I am not dismissing large language models wholesale and saying “garbage in, garbage out.” To extend the metaphor, I am suggesting that we may need to sort the trash. I want to provide measured pushback against the hype surrounding LLMs by specifically advocating for deeper theorizing about how these models are applied to language and what assumptions we are making when we unreflectively conflate meaning-as-language-as-tokens. In large language models we have implemented an incredible mechanism for the precise determination of highly contextualized correlational structures. These correlations reflect some unobserved and undetermined combination of both noise and signal, and we have done nothing – yet – to distinguish between the two. If all we care about are syntactic patterns, then perhaps attention is all we need. But if what we truly care about is something more than syntax, and we seek to leverage these models in a way that generates meaning versus merely its expression, we need more.
In a recent interview, current Google CEO Sundar Pichai described “a spectrum of possibilities… If you look even at the current debate of where AI is today , where LLMs are… you see people who are strongly opinionated on either side. A set of people who believe LLMs are just not that powerful. They are statistical models [which autocomplete sentences]... And there are people saying these are really powerful technologies, you can see emergent capabilities, and so on. We could hit the wall two iterations down. I don’t think so, but it’s a possibility. [Or] they could really progress in a two year time frame.”

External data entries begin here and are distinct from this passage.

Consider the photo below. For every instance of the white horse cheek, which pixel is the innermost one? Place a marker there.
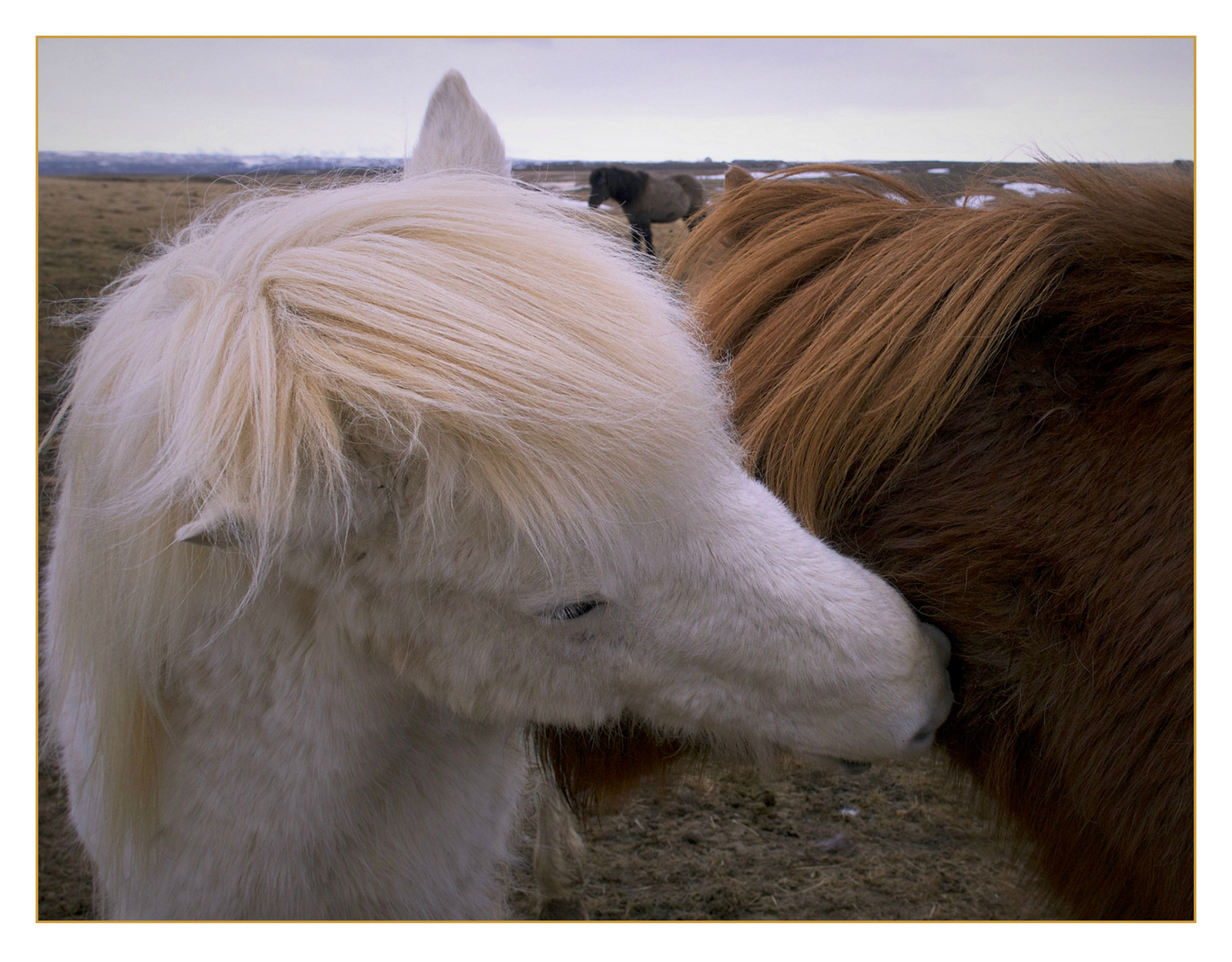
(768, 630)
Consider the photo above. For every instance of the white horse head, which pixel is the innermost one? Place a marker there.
(359, 482)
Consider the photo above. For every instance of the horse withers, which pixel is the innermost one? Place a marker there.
(993, 408)
(647, 199)
(351, 491)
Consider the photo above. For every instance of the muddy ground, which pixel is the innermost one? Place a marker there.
(897, 842)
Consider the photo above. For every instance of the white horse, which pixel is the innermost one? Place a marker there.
(357, 483)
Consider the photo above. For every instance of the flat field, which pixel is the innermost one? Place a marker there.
(897, 842)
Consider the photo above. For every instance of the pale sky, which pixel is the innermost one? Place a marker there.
(638, 100)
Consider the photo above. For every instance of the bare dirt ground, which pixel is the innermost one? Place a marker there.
(897, 842)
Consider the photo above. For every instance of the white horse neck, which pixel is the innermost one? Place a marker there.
(301, 779)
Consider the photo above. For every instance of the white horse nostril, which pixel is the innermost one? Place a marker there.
(924, 737)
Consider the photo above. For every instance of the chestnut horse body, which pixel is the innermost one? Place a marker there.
(992, 409)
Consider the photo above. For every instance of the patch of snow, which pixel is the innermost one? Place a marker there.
(975, 199)
(1030, 190)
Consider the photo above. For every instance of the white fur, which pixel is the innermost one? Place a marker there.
(330, 464)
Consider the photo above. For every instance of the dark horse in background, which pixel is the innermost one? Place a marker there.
(647, 199)
(993, 409)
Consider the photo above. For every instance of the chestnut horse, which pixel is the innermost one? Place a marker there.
(992, 409)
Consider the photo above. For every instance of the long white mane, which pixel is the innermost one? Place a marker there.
(359, 482)
(237, 380)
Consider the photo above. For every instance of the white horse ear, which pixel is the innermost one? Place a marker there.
(456, 135)
(215, 528)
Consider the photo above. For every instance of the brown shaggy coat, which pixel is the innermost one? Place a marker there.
(993, 409)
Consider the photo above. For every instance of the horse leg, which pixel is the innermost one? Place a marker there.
(558, 856)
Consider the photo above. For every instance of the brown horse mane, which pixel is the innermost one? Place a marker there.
(890, 306)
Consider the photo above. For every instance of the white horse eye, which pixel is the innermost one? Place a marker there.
(573, 610)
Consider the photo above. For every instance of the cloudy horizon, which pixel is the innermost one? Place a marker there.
(1127, 100)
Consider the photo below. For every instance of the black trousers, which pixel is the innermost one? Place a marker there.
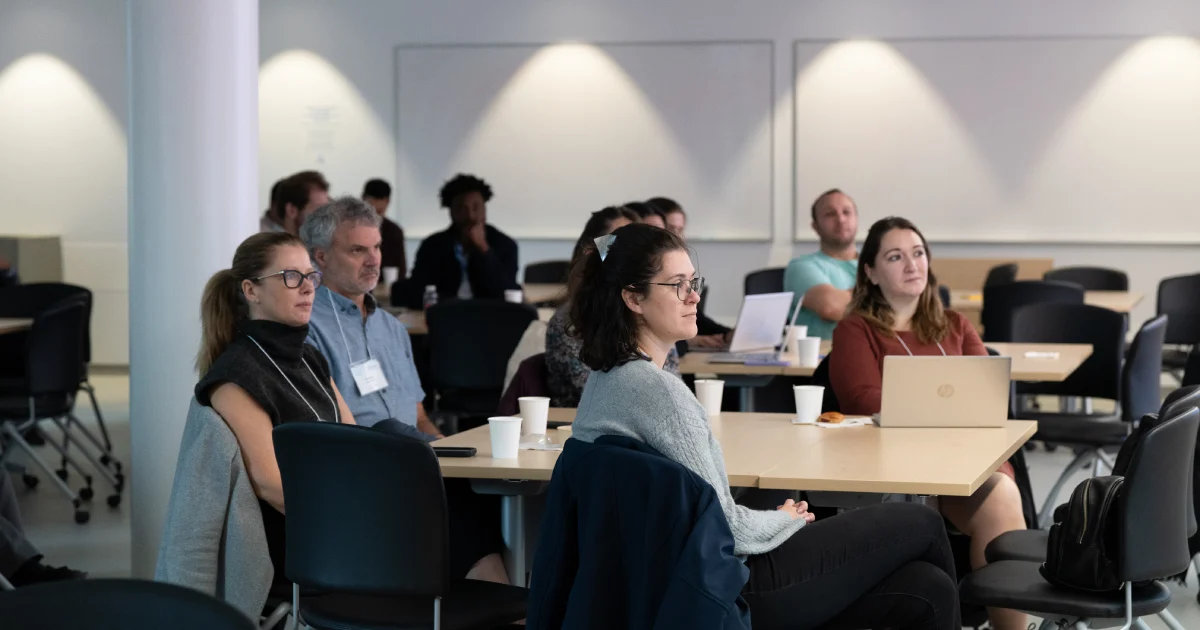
(887, 565)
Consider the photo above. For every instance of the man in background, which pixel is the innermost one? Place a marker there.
(826, 277)
(293, 199)
(377, 193)
(468, 259)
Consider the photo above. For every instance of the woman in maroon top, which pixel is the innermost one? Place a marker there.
(895, 310)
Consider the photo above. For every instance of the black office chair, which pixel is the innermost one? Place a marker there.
(763, 281)
(1090, 277)
(1000, 301)
(471, 342)
(117, 605)
(1030, 545)
(547, 273)
(1179, 298)
(28, 300)
(47, 390)
(1132, 382)
(367, 528)
(1146, 549)
(999, 275)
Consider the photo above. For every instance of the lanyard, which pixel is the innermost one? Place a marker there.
(336, 419)
(339, 319)
(910, 352)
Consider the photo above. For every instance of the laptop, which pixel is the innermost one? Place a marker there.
(945, 391)
(760, 329)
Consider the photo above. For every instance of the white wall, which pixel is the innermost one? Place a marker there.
(63, 147)
(358, 40)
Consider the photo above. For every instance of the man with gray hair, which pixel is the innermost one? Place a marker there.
(369, 351)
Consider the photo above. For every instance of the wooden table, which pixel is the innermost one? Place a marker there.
(1055, 370)
(15, 325)
(414, 321)
(1121, 301)
(952, 462)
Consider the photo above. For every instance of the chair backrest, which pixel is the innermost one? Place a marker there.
(547, 273)
(1091, 277)
(529, 381)
(1099, 375)
(1001, 275)
(1179, 298)
(1140, 378)
(471, 342)
(117, 605)
(1001, 301)
(1152, 519)
(366, 511)
(763, 281)
(54, 364)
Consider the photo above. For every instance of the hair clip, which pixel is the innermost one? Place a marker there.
(604, 244)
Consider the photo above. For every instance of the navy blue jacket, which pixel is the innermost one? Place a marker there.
(631, 539)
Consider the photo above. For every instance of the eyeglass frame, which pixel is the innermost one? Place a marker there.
(283, 273)
(695, 285)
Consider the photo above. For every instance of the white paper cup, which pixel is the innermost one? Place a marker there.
(709, 394)
(808, 351)
(534, 411)
(808, 403)
(505, 437)
(795, 334)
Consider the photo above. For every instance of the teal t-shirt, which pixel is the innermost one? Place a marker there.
(811, 270)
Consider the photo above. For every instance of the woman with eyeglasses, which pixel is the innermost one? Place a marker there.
(888, 565)
(256, 369)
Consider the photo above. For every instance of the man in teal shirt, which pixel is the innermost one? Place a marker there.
(826, 279)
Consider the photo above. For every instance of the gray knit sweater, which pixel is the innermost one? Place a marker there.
(640, 401)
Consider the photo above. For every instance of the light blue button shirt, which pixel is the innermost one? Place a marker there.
(381, 336)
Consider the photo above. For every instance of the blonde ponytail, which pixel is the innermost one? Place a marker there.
(223, 305)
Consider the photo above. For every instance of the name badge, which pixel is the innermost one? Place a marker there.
(369, 377)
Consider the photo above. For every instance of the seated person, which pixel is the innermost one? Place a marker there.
(565, 373)
(887, 565)
(711, 334)
(468, 259)
(359, 341)
(648, 214)
(293, 199)
(377, 193)
(21, 563)
(895, 310)
(825, 277)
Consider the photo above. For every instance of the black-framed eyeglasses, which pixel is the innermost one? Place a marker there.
(293, 279)
(684, 287)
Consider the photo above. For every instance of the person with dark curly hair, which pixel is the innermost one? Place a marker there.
(468, 259)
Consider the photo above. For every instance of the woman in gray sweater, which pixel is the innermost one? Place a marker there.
(633, 297)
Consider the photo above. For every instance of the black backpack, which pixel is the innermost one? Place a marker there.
(1083, 539)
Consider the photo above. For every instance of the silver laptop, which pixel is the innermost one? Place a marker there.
(760, 329)
(945, 391)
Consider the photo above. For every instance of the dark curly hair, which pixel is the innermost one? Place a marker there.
(462, 184)
(598, 315)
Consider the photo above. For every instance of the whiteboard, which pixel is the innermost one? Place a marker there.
(1044, 139)
(563, 130)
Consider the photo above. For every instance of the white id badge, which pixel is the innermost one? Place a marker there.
(369, 377)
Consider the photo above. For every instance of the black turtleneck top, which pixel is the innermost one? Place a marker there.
(246, 366)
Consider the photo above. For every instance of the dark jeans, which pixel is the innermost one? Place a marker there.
(887, 565)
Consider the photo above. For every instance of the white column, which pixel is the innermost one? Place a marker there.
(193, 177)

I don’t know that I subscribe to the binary he presents, but his point is well made: there is not a consensus among experts regarding what large language models are capable of. In other words, the jury is still out. The way forward could be a technological revolution or it could be a bridge to nowhere, though I would argue that what will ultimately determine our path is not prompt engineering or training data curation. Engineering cannot solely determine which of Pichai’s scenarios comes to pass. If what we are after is a revolution, mathematics alone will not get us there. Attention is not all we need.
If we wish for these models to accomplish more than the plausible completion of sentences in a way that convincingly deploys context-appropriate syntactic artifacts, it is important that we meaningfully integrate theory and engineering. If we are to advance the state of the art in a way that is revolutionary, not merely evolutionary, then we need to work together and discern the signal from the noise.